Degrees of Runcibility

Poetry No Comments

A few days ago, someone used the word “runcible” as an adjective in a sentence during a meeting. I remember thinking at the time how oddly pleasant and revolting the word sounded– both sensations at the same time– and how I was unable to determine if the word was positive or derogatory. But, as it was a hella-long meeting, the kind of meeting that sucks your will to live, I let thoughts of runcibility go in favor of cartoon doodlings.

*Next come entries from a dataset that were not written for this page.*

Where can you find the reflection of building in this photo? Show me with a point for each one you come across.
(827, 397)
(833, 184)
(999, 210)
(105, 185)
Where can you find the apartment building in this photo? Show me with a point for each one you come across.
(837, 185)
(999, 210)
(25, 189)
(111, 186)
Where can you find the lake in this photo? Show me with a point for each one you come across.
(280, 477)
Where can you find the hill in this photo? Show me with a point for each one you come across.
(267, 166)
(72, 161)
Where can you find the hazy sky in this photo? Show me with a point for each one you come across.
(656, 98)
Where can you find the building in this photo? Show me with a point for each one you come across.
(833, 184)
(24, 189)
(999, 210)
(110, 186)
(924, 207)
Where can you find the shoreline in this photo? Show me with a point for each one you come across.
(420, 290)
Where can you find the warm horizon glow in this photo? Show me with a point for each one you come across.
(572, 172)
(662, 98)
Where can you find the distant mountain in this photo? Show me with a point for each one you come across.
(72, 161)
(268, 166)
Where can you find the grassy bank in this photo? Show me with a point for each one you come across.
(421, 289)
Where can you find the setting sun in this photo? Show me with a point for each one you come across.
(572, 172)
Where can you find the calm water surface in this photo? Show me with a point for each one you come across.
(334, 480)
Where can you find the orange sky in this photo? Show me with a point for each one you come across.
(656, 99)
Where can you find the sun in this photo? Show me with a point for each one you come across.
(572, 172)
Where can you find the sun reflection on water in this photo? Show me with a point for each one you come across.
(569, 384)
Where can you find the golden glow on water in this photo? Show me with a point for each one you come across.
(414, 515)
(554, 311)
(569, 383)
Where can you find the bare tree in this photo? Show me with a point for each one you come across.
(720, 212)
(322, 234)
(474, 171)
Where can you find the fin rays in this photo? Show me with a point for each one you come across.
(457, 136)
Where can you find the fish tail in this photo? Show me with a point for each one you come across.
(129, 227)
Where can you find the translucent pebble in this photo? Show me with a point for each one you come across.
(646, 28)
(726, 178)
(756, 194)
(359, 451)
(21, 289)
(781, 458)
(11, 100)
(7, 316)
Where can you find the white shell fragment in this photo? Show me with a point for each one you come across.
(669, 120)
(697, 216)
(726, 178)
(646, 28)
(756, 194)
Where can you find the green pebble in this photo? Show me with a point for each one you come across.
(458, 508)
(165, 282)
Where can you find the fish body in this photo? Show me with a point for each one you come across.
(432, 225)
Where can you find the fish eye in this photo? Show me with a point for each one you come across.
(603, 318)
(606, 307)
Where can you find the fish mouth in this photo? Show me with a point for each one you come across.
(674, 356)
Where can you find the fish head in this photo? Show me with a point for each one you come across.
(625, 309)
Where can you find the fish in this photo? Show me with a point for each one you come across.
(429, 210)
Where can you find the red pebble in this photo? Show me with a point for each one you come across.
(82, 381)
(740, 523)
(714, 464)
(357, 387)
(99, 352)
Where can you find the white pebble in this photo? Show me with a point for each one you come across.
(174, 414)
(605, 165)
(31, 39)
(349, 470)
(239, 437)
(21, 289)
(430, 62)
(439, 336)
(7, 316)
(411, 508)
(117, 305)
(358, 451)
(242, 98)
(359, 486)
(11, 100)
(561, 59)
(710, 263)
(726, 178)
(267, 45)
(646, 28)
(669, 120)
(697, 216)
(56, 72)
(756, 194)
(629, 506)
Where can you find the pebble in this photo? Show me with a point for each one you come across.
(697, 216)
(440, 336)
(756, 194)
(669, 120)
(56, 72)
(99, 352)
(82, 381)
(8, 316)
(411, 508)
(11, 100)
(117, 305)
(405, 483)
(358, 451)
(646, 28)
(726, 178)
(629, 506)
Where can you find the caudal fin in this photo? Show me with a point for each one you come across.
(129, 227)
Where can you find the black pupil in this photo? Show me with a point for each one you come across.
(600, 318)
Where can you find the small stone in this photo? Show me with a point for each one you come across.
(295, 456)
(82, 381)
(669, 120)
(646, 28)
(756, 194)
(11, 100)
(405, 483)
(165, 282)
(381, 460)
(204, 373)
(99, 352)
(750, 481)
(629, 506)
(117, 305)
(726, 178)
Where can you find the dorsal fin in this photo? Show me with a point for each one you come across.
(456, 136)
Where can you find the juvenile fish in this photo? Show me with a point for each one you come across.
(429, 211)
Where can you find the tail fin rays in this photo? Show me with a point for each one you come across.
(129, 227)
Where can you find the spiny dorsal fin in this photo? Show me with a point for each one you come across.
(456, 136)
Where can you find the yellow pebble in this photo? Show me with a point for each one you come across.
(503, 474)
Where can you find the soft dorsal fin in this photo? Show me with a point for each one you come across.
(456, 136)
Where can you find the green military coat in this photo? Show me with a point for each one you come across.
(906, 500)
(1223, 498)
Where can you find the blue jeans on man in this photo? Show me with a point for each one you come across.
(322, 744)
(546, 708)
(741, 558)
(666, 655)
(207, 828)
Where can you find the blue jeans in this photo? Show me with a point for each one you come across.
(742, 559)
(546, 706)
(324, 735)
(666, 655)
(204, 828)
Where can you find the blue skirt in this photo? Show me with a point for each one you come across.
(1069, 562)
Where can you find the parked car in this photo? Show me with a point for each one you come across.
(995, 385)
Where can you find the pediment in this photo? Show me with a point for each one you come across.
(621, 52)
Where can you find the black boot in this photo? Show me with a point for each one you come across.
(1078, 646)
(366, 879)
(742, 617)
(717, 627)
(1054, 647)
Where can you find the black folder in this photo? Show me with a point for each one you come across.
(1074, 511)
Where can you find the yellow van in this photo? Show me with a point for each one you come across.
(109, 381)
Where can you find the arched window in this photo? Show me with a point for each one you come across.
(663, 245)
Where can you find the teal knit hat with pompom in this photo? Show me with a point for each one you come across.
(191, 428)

Then, as I wandered into the blogosphere recently, I found the word again– this time as part of a proper name for a restaurant. My immediate impulse to Google the word was, however, suppressed in favor of further exploration of the blogosphere. Of course, nothing I found had any lasting impression on me, but I suppose that when given the choice between actual knowledge acquisition and the blogosphere, I will make the wrong decision about 40% of the time.

The word has come back to haunt me at the oddest times over the last few days– while driving, while making teriyaki beef, while meeting with an entrepreneurship group. Last night, I dreamt in runcible terms.

Only today did I finally think of the word while I had access to a dictionary, and it wasn’t in there. So I turned to dictionary.com, and found this: “Early system for mathematics on IBM 650. See also FORTRUNCIBLE, IT.” Fortruncible? I was calling shenanigans. That just didn’t seem right, and certainly wan’t adjectival. So, finally, my good friend Google saved the day– it turns out “runcible” is a term that lies somewhere between nonsense and neologism. Created by Edward Lear in “The Owl and the Pussycat,” the term started showing up in other Lear poems and soon enough, people began defining it. Some dictionaries now include it– apparently my crappy desk dictionary is not one of them– defining it thusly: “However, since the 1920’s (several decades after Lear’s death), modern dictionaries have generally defined a runcible spoon to be a fork with three prongs, such as a pickle fork, which is curved like a spoon, and also has a cutting edge.”

Hoorah, Edward Lear. You have made my day, many years after your death. Perhaps Coventry Kessler’s magnificent term “eavesreading” will last as long as “runcible” has.

One Big Sigh

Poetry No Comments

I’ve just mailed off my final packet of work for my second semester of grad school. This one was relatively short– only about 27 pages total. I am at once both relieved and irretrievably sad.

From now until next January, everything I write in Little Fury will serve no purpose but to amuse me or– gasp– allow me to participate in a conversation much greater than the confines of central North Carolina. And usually both.

Perhaps tomorrow: the thoughts on found poetry that I’ve been storing up for a few days.

Poetry League of America!

Poetry, Thoughts No Comments

poetry_society.jpg

I propose that the Poetry Society of America was just fine for fighting against the formalism, but the new world faces new threats– language poetry, new formalism, the dastardly School of Quietude! We need a new group for poetry’s Silver Age.

poetry_league.jpg

Oh. My. God. I am such a geek.

The Shatner Scale

Poetry No Comments

The question was posed in another blog: how do we know the difference between good poetry and important poetry. This is, for most Americans, a very significant question, for we have no appartus for immediately evaluating importance, which so often requires a measure of historical perspective.

In most foreign countries, this evaluation poses no great task: poetry’s greatness is assessed by the Shatner Scale.

Bad poetry is poetry that is made pleasant only when read by William Shatner.

Good poetry is poetry that does not require a Shatner reading to be pleasant to the listener, but is improved by the Shatner reading.

Important poetry is poetry that, when read by Shatner, is no more pleasant than it was without Shatner. Only a very few poems meet this criteria.

Very little in the literary world is not made better with Shatner. There have been no important poems written since Shatner began filming Boston Legal, as he has not had time to read poems since.